In some cases, they are rooting them on quite literally. A few, like McLemore, are Travis Bickles of climate crisis, hoping to see a hard rain fall and wash away all the world’s scum. But there are also Pollyannaish connoisseurs of global warming, like ecologist Chris D. Thomas, who argues that, in fact, in the real-time vacuum of the sixth mass extinction, “nature is thriving”—inventing new species, carving new ecological niches. Some technologists and their fans go further, suggesting we should discard our bias for the present—even in the attenuated geological sense of the term “present”—and adopt instead a quasi-Taoist climate sanguinity, layered over with a futurist cast. As Swedish journalist Torill Kornfeldt asks in The Re-Origin of Species, her book about the race to “de-extinct” creatures like dinosaurs and woolly mammoths: “Why should nature as it is no
w be of any greater value than the natural world of 10,000 years ago, or the species that will exist 10,000 years from now?”
* * *
—
But for most who perceive an already unfolding climate crisis and intuit a more complete metamorphosis of the world to come, the vision is a bleak one, often pieced together from perennial eschatological imagery inherited from existing apocalyptic texts like the Book of Revelation, the inescapable sourcebook for Western anxiety about the end of the world. In fact, those ravings, which Yeats more or less translated for a secular audience in “The Second Coming,” have so predominated the Western dreamscape—becoming something like the Gnostic wallpaper of our bourgeois inner lives—that we often forget they were originally written as real-time prophecies, visions of what was to come, and what would become of the world, within a single generation.

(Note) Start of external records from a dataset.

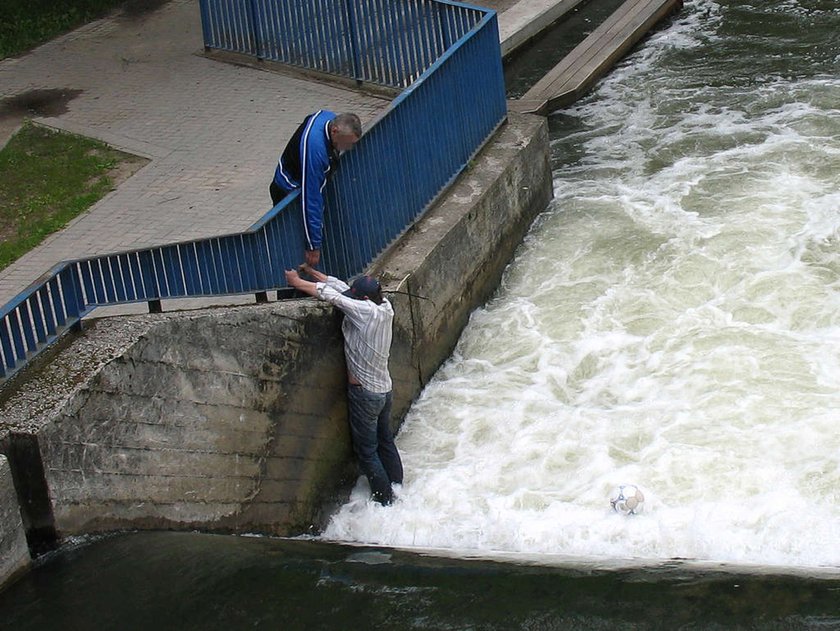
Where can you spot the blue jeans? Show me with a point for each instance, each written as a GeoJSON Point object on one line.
{"type": "Point", "coordinates": [373, 442]}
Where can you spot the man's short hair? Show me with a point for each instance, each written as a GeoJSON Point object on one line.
{"type": "Point", "coordinates": [348, 123]}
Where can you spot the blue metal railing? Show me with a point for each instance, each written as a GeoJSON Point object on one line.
{"type": "Point", "coordinates": [387, 42]}
{"type": "Point", "coordinates": [401, 164]}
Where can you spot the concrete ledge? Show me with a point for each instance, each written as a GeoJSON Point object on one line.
{"type": "Point", "coordinates": [14, 553]}
{"type": "Point", "coordinates": [234, 419]}
{"type": "Point", "coordinates": [527, 19]}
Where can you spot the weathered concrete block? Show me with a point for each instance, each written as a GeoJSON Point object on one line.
{"type": "Point", "coordinates": [454, 257]}
{"type": "Point", "coordinates": [14, 553]}
{"type": "Point", "coordinates": [235, 419]}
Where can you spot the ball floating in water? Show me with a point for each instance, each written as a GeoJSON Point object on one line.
{"type": "Point", "coordinates": [627, 499]}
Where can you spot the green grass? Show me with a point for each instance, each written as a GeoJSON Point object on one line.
{"type": "Point", "coordinates": [48, 178]}
{"type": "Point", "coordinates": [25, 24]}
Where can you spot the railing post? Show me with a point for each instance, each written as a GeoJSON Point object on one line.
{"type": "Point", "coordinates": [256, 42]}
{"type": "Point", "coordinates": [150, 285]}
{"type": "Point", "coordinates": [352, 40]}
{"type": "Point", "coordinates": [71, 293]}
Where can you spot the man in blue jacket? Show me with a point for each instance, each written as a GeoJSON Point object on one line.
{"type": "Point", "coordinates": [307, 159]}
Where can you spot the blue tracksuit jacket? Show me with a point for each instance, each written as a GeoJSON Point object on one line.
{"type": "Point", "coordinates": [304, 164]}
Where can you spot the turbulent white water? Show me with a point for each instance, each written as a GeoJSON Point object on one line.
{"type": "Point", "coordinates": [672, 320]}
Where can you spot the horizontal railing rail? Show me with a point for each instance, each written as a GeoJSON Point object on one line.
{"type": "Point", "coordinates": [424, 140]}
{"type": "Point", "coordinates": [385, 42]}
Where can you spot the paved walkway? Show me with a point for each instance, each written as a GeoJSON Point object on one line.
{"type": "Point", "coordinates": [212, 130]}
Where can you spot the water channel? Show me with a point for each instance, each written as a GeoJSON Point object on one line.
{"type": "Point", "coordinates": [672, 321]}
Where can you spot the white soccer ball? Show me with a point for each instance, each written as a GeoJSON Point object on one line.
{"type": "Point", "coordinates": [627, 499]}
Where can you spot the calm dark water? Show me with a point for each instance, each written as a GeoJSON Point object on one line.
{"type": "Point", "coordinates": [198, 582]}
{"type": "Point", "coordinates": [725, 60]}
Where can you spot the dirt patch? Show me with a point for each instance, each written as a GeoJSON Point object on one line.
{"type": "Point", "coordinates": [14, 109]}
{"type": "Point", "coordinates": [140, 9]}
{"type": "Point", "coordinates": [51, 102]}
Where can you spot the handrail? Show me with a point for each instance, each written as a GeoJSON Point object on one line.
{"type": "Point", "coordinates": [401, 164]}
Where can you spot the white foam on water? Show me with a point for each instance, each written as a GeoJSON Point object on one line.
{"type": "Point", "coordinates": [672, 321]}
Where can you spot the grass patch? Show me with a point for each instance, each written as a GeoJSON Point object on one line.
{"type": "Point", "coordinates": [25, 24]}
{"type": "Point", "coordinates": [48, 179]}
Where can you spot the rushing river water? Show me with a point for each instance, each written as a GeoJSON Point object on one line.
{"type": "Point", "coordinates": [672, 321]}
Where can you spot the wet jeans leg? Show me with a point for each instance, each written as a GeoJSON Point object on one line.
{"type": "Point", "coordinates": [373, 442]}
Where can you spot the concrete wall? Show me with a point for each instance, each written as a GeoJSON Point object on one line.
{"type": "Point", "coordinates": [234, 419]}
{"type": "Point", "coordinates": [14, 554]}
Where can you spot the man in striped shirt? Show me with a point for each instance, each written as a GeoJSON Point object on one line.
{"type": "Point", "coordinates": [307, 159]}
{"type": "Point", "coordinates": [366, 327]}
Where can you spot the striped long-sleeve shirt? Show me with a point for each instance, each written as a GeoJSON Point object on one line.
{"type": "Point", "coordinates": [367, 334]}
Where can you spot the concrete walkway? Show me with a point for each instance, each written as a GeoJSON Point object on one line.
{"type": "Point", "coordinates": [212, 130]}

Probably the most prominent of these new climate Gnostics is the British writer Paul Kingsnorth, the cofounder, public face, and poet laureate of the Dark Mountain Project, a loose renunciation community of disaffected environmentalists that takes its name from the American writer Robinson Jeffers, in particular his 1935 poem “Rearmament,” which ends:
I would burn my right hand in a slow fire
To change the future…I should do foolishly. The beauty of modern
Man is not in the persons but in the
Disastrous rhythm, the heavy and mobile masses, the dance of the
Dream-led masses down the dark mountain.
Jeffers was, for a time, a literary celebrity in America—a love affair chronicled in the Los Angeles Times, a granite home on the California coast called Tor House and Hawk Tower, which he famously built with his own hands. But he is known today primarily as a prophet of civilizational disavowal, and for the philosophy he bluntly called “inhumanism”: the belief, in short, that people were far too concerned with people-ness, and the place of people in the world, rather than the natural majesty of the nonhuman cosmos in which they happened to find themselves. The modern world, he believed, made the problem considerably worse.